OMA Award Spotlight -Trumbull County Historical Society

Recognizing excellence in Ohio museums during Arts and Humanities Month

To help celebrate October as Arts and Humanities Month, and to kick-off the call for nominations for this year's OMA awards, we'll be highlighting our 2017 OMA Award of Achievement winners throughout the month with our OMA Award Spotlight. 

The Awards of Achievement are presented to reflect the outstanding quality and caliber of work by Ohio museums and their professionals in two categories: Institutional Achievement Awards and Individual Achievement Awards.
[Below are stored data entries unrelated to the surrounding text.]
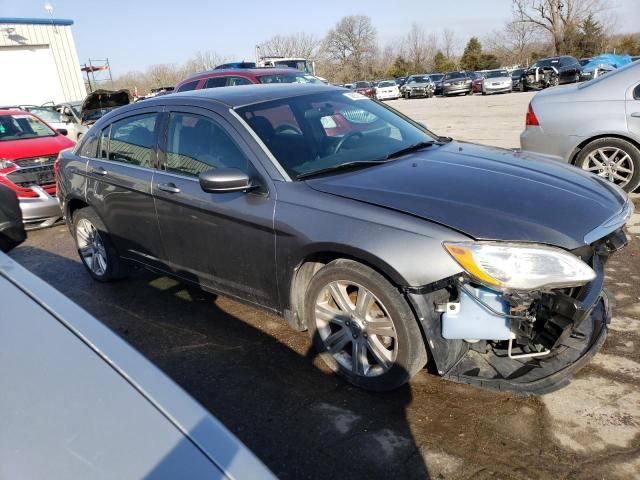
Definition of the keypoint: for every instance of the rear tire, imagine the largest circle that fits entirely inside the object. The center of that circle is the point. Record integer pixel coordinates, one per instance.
(614, 159)
(376, 345)
(95, 247)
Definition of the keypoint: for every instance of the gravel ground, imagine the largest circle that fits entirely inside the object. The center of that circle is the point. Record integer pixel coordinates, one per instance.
(266, 385)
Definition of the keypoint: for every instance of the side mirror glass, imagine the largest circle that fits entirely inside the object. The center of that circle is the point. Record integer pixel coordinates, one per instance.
(221, 180)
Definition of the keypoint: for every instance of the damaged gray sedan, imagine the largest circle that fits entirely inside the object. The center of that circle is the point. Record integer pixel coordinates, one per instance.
(390, 245)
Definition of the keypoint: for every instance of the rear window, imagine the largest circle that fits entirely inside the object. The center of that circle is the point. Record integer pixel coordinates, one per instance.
(188, 86)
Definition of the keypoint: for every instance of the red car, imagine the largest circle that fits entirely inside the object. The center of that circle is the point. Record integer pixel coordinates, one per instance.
(365, 88)
(234, 77)
(28, 150)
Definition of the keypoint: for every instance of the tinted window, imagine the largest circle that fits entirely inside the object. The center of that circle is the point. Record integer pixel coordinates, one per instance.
(131, 140)
(188, 86)
(215, 82)
(89, 147)
(330, 129)
(196, 144)
(235, 81)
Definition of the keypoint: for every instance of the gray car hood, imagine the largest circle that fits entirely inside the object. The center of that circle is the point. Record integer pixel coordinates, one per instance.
(486, 193)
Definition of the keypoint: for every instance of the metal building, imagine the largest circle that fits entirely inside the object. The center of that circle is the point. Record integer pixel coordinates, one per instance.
(38, 62)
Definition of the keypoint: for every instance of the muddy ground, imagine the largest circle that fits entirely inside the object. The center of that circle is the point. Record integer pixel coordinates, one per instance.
(267, 386)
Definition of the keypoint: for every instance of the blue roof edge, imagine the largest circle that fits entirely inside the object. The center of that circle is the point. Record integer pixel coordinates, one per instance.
(35, 21)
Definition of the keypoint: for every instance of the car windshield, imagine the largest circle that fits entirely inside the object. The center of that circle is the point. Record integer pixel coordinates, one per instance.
(288, 78)
(496, 74)
(48, 114)
(321, 131)
(452, 75)
(23, 126)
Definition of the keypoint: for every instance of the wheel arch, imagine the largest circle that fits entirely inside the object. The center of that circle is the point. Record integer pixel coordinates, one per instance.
(576, 151)
(314, 258)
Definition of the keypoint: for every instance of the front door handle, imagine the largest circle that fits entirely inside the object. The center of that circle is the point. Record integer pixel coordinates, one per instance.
(168, 187)
(99, 171)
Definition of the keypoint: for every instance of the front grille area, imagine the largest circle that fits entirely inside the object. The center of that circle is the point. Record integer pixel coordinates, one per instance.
(26, 177)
Nominations for these awards are incredibly detailed. This in-depth process helps to illustrate how these institutions and individuals have gone “above and beyond” the normal call of duty to support their institution, serve their public and advance the cause of the museum community.

Each year, the review panel is overwhelmed by the outstanding projects, innovative programming and dedication to our field as exhibited in each of the institutional and individual nominations. Congratulations again to each of our award winners! 

Today' we'll be featuring our winner for the 2017 award for Best Community Partnership under $500,000.

Trumbull County Historical Society - Historic Building Recognition Project

The Trumbull County Historical Society’s Historic Building Recognition Project is an excellent example of place-making through partnership and community building, that has resulted in a deeper understanding of the value of history within one of Warren’s oldest and most blighted neighborhoods.

The project created a partnership between the historical society, the Trumbull Neighborhood Partnership, the local community development corporation, and community funder Trumbull 100, to provide research reports, historic site plaques and neighborhood walking tours in Warren’s Garden District – an area with historically significant buildings once owned by the wealthy industrial elite, but now a place where anyone under 40 has only experienced economic decline.

In total, research reports were completed for 35 properties, with 33 historic site plaques awarded to the Garden District area.

The impact of this project on local residents has been crucial to the program’s success. Since the project’s completion, and by word of mouth, the Trumbull County Historical Society has received 14 additional applications from residents who want to understand the history of their home.

So much more than an organization advocating for the preservation of an old neighborhood, this was truly a partnership that brought a community together and used the power of history to inspire pride of place for its residents – who are now better equipped to advocate for the rich culture of their neighborhood.